MOROTAI_IP– Kota Ternate kembali menegaskan posisinya sebagai kekuatan utama olahraga pelajar di Maluku Utara. Kontingen keluar sebagai juara umum pada Pekan Olahraga Pelajar Daerah (POPDA) XII Maluku Utara 2026 yang resmi ditutup di Stadion Bangsaha, Kabupaten Pulau Morotai, Sabtu (11/7/2026).
Keberhasilan tersebut menjadi penanda konsistensi pembinaan atlet usia pelajar yang selama ini dijalankan Pemerintah Kota Ternate. Meski tidak mengoleksi medali emas terbanyak, Ternate tampil paling stabil di hampir seluruh cabang olahraga sehingga mengumpulkan total 52 medali dan menempati posisi teratas klasemen akhir.

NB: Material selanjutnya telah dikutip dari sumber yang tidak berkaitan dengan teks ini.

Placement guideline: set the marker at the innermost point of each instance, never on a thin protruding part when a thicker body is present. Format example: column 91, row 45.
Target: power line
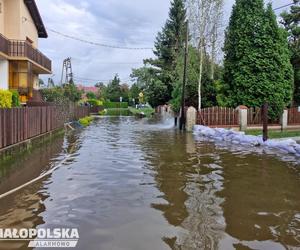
column 284, row 6
column 96, row 43
column 96, row 80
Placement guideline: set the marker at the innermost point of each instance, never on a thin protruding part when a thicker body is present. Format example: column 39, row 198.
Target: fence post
column 284, row 119
column 191, row 118
column 243, row 117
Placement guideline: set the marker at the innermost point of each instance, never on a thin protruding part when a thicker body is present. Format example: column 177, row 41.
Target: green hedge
column 95, row 102
column 5, row 99
column 15, row 98
column 116, row 105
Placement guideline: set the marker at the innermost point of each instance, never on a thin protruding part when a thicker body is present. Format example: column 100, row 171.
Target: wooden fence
column 218, row 116
column 20, row 124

Sekretaris Daerah Kota Ternate, Rizal Marsaoly, menyebut capaian itu bukan hasil yang datang secara instan, melainkan buah dari proses pembinaan yang melibatkan banyak pihak.
“Alhamdulillah, pada penutupan POPDA XII di Kabupaten Pulau Morotai, Kota Ternate berhasil keluar sebagai juara umum. Prestasi ini merupakan hasil kerja keras para atlet, pelatih, oficial, serta dukungan penuh dari orang tua yang selama ini menjadi kekuatan utama di balik keberhasilan mereka,” ujar Rizal.
Menurutnya, prestasi tersebut memperkuat identitas Ternate sebagai daerah yang konsisten melahirkan atlet-atlet berprestasi.
“Capaian ini menjadi pesan bahwa Kota Ternate adalah kota atlet, kota yang memiliki tradisi prestasi di berbagai cabang olahraga,” katanya.
Keberhasilan di Morotai juga melengkapi dominasi Ternate setelah sebelumnya sukses merebut gelar juara umum pada Pekan Olahraga Provinsi (Porprov) Maluku Utara di Kabupaten Halmahera Utara.
Bagi Rizal, dua prestasi bergengsi yang diraih dalam rentang waktu berdekatan menjadi indikator bahwa sistem pembinaan olahraga di Kota Ternate berjalan pada jalur yang tepat.
“Prestasi Porprov dan POPDA kini berhasil kita satukan. Ini menjadi motivasi bagi pemerintah untuk terus memperkuat pembinaan melalui KONI Kota Ternate agar lahir lebih banyak atlet berprestasi di masa mendatang,” Tambah Rizal.
Ia menegaskan, Pemerintah Kota Ternate akan terus memberikan ruang pembinaan yang berkelanjutan agar para atlet mampu bersaing pada level yang lebih tinggi, baik regional maupun nasional.
Selain memberikan apresiasi kepada atlet, pelatih, dan oficial, Rizal juga mengajak seluruh sekolah untuk memberikan penghargaan kepada para atlet pelajar yang telah mengharumkan nama daerah.
Menurutnya, prestasi olahraga semestinya menjadi bagian dari pencapaian akademik yang layak mendapat perhatian khusus dari satuan pendidikan.
Sebagai bentuk penghormatan atas keberhasilan kontingen, Pemerintah Kota Ternate juga menyiapkan penyambutan resmi saat para atlet kembali dari Morotai.
“Insya Allah, setibanya di Ternate nanti para atlet akan dijemput langsung oleh Wali Kota Ternate, Dr. H. M. Tauhid Soleman, di bandara,” kata Rizal.
Berdasarkan laporan Ketua Panitia POPDA XII Maluku Utara, Sukur Lila, Kota Ternate mengakhiri kompetisi dengan koleksi 52 medali, unggul atas Kabupaten Halmahera Utara (44 medali), Kota Tidore Kepulauan (32 medali), Kabupaten Halmahera Selatan (27 medali), dan Kabupaten Pulau Morotai (26 medali).
Sementara itu, Sekretaris Daerah Provinsi Maluku Utara, Samsuddin A. Kadir, yang menutup secara resmi POPDA XII, menegaskan bahwa ajang tersebut tidak sekadar menjadi arena kompetisi, tetapi juga wahana strategis untuk menjaring bibit-bibit atlet potensial yang akan dipersiapkan mewakili Maluku Utara pada kejuaraan tingkat nasional.
Penutupan POPDA XII turut dihadiri Wakil Bupati Pulau Morotai, Ketua DPRD Pulau Morotai, Pelaksana Tugas Kepala Dinas Pemuda dan Olahraga Provinsi Maluku Utara, serta unsur Forum Koordinasi Pimpinan Daerah (Forkopimda),” (EWS).